About a week later, my best friend emailed me with a request that was further into my area of expertise. She's also getting married next month, in New Orleans, and she wanted to assign me the task of compiling a playlist of love songs for the wedding reception. Neither she nor the groom are really love-song types. The only one that kept popping into her head was "The First Time Ever I Saw Your Face." I figured that since I am only going to be there in spirit (it's a long way from BKK to NOLA), it was the very least I could do.
In the end, she did me the favor. In researching love songs on my iPod, I stumbled upon a singer whom I'd been neglecting in recent times: Al Green. He's been my favorite male vocalist for going on 20 years now, but lately I've been so preoccupied with girls girls girls (musically, nothing else) that I've been sort of taking him for granted. There'll always be time to get back to him. Well, now is that time.
I once had the pleasure of meeting Mr. Green, in 1995, the year he was inducted into the Rock and Roll Hall of Fame, and around the release of his comeback secular album Your Heart's in Good Hands. He was appearing on Rosie O'Donnell's daytime talk show, and Christine Wolff, his MCA Records publicist at the time and one of my favorite people in the business, invited me backstage to meet him. Coming face-to-face with an icon is always risky business. There's so much for them to live up to, and many an icon has failed to meet those heightened expectations. Not Green. He was like your jolly favorite uncle who also happens to be the most incredible singer in the world.
Among the all-time great soul men, you have your crooners (Sam Cooke, Marvin Gaye), your seducers (Barry White, Teddy Pendergrass), and your powerhouse vocalists (Otis Redding, Bobby Womack, Jeffrey Osborne), but Al Green is the only one who blended all three into one beautiful package.
Luther Vandross came close, but he was always best interpreting other people's songs. His own material was hit and miss. Green was also an ace interpreter -- his versions of Bee Gees' "How Can You Mend a Broken Heart," Hank Williams's "I'm So Lonesome I Could Cry" and Willie Nelson's "Funny How Time Slips Away" trump any other -- but his original self-penned material during his imperial years (1971 -1974) is what holds up best today.

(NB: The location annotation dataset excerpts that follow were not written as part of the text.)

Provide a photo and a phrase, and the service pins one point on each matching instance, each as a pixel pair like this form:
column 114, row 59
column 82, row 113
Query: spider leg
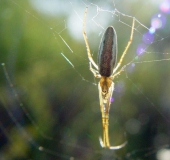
column 86, row 41
column 94, row 71
column 126, row 48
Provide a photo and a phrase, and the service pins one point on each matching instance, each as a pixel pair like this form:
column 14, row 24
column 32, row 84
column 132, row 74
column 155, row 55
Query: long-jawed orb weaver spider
column 106, row 70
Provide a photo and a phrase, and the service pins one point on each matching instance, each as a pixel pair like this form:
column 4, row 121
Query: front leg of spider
column 106, row 62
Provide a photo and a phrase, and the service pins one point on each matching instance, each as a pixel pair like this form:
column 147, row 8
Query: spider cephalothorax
column 106, row 70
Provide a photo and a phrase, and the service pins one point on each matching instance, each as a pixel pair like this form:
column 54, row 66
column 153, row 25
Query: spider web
column 49, row 98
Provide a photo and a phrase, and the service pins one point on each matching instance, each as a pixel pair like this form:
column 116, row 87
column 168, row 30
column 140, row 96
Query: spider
column 106, row 70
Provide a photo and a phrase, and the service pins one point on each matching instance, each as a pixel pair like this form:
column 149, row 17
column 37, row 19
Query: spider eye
column 104, row 91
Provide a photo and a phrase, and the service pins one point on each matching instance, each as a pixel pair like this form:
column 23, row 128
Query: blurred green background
column 50, row 110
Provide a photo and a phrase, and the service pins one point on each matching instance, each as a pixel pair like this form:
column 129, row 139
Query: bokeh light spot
column 165, row 6
column 148, row 38
column 163, row 154
column 141, row 48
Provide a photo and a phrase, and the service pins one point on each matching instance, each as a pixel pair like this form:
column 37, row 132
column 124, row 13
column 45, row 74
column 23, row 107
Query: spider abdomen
column 107, row 54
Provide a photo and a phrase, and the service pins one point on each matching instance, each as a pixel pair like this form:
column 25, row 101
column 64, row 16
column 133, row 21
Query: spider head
column 105, row 84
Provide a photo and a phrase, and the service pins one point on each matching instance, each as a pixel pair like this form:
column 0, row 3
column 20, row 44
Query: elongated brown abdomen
column 107, row 54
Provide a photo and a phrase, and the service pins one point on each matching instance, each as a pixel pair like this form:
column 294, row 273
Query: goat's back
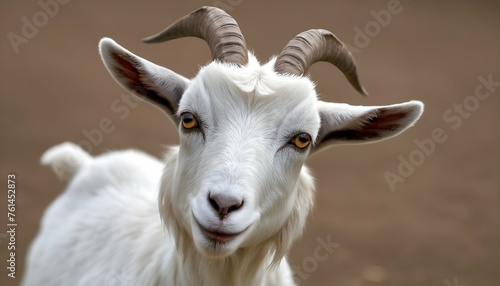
column 95, row 227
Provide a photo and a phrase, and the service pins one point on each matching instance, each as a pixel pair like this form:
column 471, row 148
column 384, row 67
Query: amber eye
column 302, row 140
column 188, row 120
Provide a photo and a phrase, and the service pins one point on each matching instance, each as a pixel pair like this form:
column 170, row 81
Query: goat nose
column 223, row 204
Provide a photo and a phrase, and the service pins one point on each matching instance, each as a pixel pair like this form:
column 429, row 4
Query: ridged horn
column 314, row 46
column 213, row 25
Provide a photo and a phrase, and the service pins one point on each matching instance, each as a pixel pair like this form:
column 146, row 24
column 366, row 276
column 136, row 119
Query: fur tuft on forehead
column 255, row 78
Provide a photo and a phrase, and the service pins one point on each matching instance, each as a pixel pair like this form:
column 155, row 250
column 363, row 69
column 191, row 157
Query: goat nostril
column 234, row 207
column 224, row 204
column 213, row 203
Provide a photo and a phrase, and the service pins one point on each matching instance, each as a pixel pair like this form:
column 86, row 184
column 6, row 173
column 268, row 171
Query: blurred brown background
column 441, row 226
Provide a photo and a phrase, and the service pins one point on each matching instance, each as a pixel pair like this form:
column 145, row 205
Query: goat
column 225, row 206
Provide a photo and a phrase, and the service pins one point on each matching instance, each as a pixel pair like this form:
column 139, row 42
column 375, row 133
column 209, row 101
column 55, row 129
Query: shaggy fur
column 128, row 219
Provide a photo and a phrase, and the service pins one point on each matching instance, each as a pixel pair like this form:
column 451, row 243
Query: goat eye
column 302, row 140
column 189, row 121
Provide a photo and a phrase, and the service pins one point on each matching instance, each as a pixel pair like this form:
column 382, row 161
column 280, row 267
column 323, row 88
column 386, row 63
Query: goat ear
column 347, row 124
column 142, row 78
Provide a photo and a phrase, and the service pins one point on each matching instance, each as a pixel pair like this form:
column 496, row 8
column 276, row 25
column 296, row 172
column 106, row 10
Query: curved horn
column 314, row 46
column 214, row 26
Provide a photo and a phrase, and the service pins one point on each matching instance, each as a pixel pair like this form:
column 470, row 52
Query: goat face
column 245, row 131
column 244, row 136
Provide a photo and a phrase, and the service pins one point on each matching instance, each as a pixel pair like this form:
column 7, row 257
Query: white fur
column 123, row 218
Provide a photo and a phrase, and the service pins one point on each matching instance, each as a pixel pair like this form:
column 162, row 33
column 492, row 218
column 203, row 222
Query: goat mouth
column 217, row 235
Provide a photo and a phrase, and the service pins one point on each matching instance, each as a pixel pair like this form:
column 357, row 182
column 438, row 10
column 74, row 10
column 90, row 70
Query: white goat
column 233, row 196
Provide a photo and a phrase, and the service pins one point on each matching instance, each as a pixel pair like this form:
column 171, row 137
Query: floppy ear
column 347, row 124
column 142, row 78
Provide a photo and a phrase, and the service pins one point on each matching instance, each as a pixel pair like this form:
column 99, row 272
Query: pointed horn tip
column 363, row 91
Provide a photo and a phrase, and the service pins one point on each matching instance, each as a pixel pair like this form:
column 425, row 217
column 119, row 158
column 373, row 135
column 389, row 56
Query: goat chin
column 105, row 230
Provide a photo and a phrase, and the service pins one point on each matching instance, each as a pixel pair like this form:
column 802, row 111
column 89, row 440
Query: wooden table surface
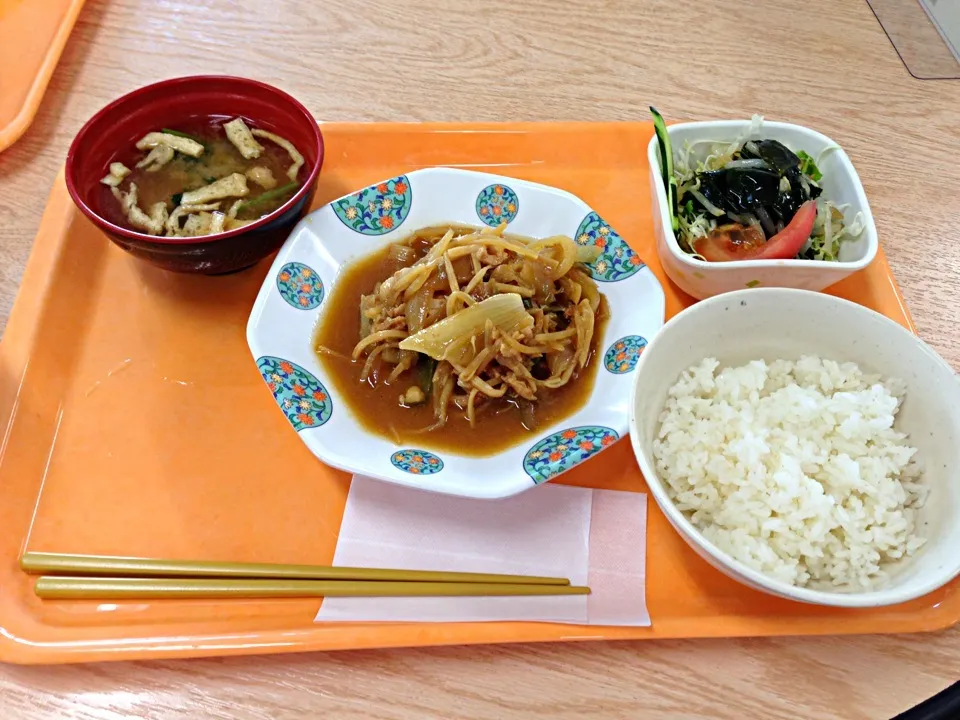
column 824, row 63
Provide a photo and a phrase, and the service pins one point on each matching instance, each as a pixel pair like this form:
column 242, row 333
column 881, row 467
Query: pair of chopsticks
column 97, row 577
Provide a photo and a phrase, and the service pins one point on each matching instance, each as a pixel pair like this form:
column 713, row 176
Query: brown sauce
column 499, row 424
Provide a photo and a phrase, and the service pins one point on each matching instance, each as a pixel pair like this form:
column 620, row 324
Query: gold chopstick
column 38, row 563
column 129, row 588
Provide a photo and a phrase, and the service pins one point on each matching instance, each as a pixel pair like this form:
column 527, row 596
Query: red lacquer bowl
column 110, row 135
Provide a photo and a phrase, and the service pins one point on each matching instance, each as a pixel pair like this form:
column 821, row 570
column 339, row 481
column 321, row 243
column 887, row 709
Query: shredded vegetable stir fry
column 480, row 317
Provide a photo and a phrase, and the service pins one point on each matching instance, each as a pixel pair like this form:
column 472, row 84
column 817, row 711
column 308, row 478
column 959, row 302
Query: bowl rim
column 690, row 533
column 258, row 343
column 171, row 83
column 870, row 230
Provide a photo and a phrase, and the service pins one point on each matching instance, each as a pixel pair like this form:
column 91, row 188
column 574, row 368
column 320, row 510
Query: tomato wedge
column 736, row 242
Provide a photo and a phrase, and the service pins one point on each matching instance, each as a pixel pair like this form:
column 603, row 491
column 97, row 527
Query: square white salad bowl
column 840, row 183
column 291, row 304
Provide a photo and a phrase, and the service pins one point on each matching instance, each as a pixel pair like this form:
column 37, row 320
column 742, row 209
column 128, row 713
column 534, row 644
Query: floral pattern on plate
column 617, row 260
column 417, row 462
column 300, row 286
column 563, row 450
column 622, row 356
column 301, row 396
column 378, row 209
column 496, row 204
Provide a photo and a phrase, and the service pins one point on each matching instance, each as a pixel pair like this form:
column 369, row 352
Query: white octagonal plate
column 306, row 270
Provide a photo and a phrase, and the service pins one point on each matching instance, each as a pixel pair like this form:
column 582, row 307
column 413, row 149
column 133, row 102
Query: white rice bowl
column 794, row 468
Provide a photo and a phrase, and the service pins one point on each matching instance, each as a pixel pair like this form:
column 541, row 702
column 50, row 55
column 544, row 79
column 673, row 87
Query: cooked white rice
column 794, row 468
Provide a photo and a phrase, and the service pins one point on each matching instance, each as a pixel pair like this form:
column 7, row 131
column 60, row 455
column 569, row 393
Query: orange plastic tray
column 137, row 424
column 32, row 36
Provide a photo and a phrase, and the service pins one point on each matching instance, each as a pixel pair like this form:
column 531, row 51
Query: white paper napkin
column 594, row 537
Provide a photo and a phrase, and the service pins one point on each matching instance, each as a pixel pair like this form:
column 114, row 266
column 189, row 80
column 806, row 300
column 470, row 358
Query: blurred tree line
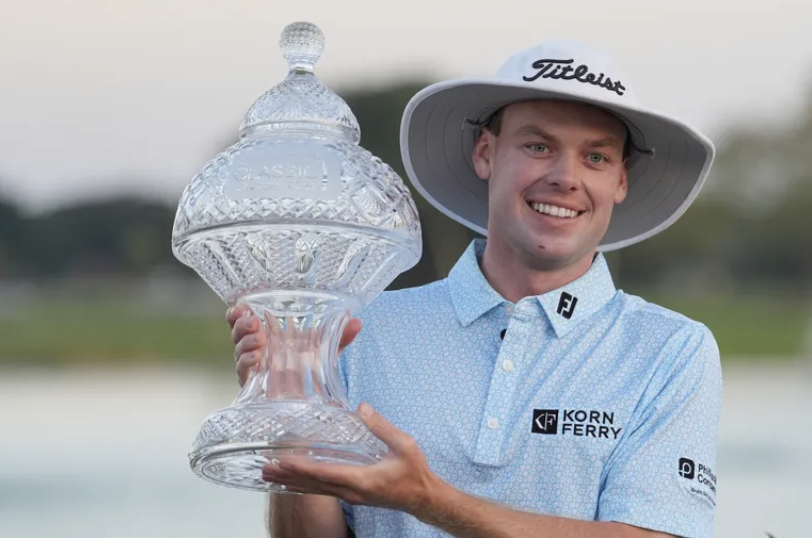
column 750, row 228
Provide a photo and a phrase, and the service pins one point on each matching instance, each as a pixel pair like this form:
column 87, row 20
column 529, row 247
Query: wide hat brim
column 437, row 144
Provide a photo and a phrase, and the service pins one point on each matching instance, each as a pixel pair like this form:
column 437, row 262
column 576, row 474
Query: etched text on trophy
column 281, row 173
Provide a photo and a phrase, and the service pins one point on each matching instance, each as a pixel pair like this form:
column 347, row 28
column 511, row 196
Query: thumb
column 351, row 330
column 395, row 439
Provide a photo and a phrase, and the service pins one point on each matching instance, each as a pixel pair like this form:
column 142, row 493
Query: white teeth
column 555, row 211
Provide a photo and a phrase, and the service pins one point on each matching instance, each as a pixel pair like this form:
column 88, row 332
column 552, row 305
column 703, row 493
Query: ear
column 483, row 155
column 623, row 186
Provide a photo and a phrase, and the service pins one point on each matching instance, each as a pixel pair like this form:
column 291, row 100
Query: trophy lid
column 301, row 102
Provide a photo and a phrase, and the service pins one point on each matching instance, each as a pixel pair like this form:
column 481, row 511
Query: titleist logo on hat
column 564, row 71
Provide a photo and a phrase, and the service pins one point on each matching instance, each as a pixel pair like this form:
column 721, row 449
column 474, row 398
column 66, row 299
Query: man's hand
column 401, row 481
column 249, row 338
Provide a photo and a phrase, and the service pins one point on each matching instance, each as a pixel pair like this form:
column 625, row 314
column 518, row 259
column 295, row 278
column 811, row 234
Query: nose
column 564, row 172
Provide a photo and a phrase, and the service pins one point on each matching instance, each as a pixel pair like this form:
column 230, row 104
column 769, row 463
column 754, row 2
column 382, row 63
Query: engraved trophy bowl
column 306, row 227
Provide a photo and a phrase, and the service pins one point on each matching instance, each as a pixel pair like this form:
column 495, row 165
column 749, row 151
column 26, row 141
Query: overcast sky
column 103, row 96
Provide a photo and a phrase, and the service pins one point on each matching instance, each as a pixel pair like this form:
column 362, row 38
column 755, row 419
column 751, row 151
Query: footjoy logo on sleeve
column 575, row 423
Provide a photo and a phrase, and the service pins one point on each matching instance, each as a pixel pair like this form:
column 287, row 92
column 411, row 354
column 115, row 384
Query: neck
column 514, row 280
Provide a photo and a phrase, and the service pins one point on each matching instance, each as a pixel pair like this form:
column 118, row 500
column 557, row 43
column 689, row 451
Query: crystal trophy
column 299, row 222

No one, not Aretha Franklin, not Stevie Wonder, not Marvin Gaye, was creating better straight-up soul music at the time. Like two of those '70s contemporaries, Motown staples Wonder and Gaye, who had reinvented themselves as musical activists early in the decade, Green switched gears mid-'70s and transitioned into gospel, only to slowly return to the pop and R&B fold at the end of the '80s. I wonder where his music would have gone had he stayed on the straight and narrow soul path. Would the quality of his material have slipped, leaving only his voice to be desired?
Of course, it was never just about his voice. There was also Willie Mitchell's exacting and inventive production. Green's love songs sound unlike anything else that was being done at the time, thanks to Mitchell's flourishes, such as the fierce insistent beat that often underscored the romantic yearning of Green's lyrics. And Green didn't have to sing a note, or sing any of them well (which he always did, and does), to send his female fans into fits of frenzy -- he was hot! But thank God for that voice!
The Best of Al Green, The Best of Love Songs
"I'm Still in Love with You" The best love song ever, Green's greatest hit, and his second-biggest one, too (No. 3 pop, 1972), after 1971's "Let's Stay Together," his sole No. 1 on the Hot 100. The production, the instrumentation and Green's moan from 1:30 to 1:45 still give me goose bumps every time I listen to it.
"Love and Happiness" I love this live performance because it shows Green trading his trademark tenor for a gritty baritone growl closer to the soul realm of Otis Redding. And he pulls it off just as well.
"Simply Beautiful" What I wouldn't give to wake up some velvet morning to the sound of the one I love singing "Your Love Is Like the Morning Sun" (from 1973's Call Me) in my ear. But if he were playing this one right off of 1972's I'm Still in Love with You album, it would be just as sweet.
"You Ought to Be with Me" Not one of his best-known songs but one of his biggest, matching the No. 3 peak of "I'm Still in Love with You" later in 1972.
"Livin' for You" The epitome of quiet-storm soul, Green's 1973 Top 20 single proves that the most soulful sentiment can sometimes arrive packaged in a seductive whisper.
"Love Is a Beautiful Thing" More than two decades on, and he hadn't lost a thing.